The order of the output is fixed: it is always lexicographical in the order that the arrays are written. (Before Python 3.6, the order of keys in a dict were not guaranteed, so the dict interface is not recommended for these versions of Python.) Thus, it is not possible to group by three in the example above.

To emulate an SQL or Pandas “group by” operation, put the keys that you wish to group by first and use nested=[0] or nested=[n] to group by unique n-tuples. If necessary, record keys can later be reordered with a list of strings in ak.Array.__getitem__.

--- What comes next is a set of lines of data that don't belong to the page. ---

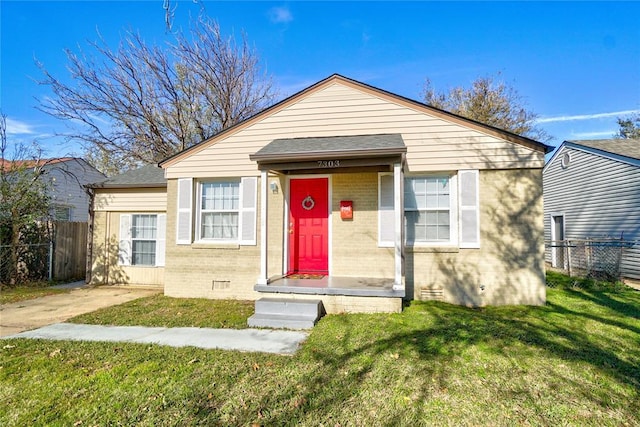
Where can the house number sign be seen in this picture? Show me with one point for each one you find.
(328, 163)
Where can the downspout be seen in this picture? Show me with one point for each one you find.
(89, 261)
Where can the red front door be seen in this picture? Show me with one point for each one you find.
(309, 226)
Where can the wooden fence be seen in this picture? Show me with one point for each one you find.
(69, 250)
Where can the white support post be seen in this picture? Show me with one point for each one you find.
(398, 283)
(264, 184)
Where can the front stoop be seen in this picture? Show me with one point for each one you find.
(283, 313)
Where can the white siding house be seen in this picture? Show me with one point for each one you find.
(592, 190)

To get list index positions in the tuples/records, rather than data from the original arrays, use ak.argcartesian instead of ak.cartesian. The ak.argcartesian form can be particularly useful as nested indexing in ak.Array.__getitem__.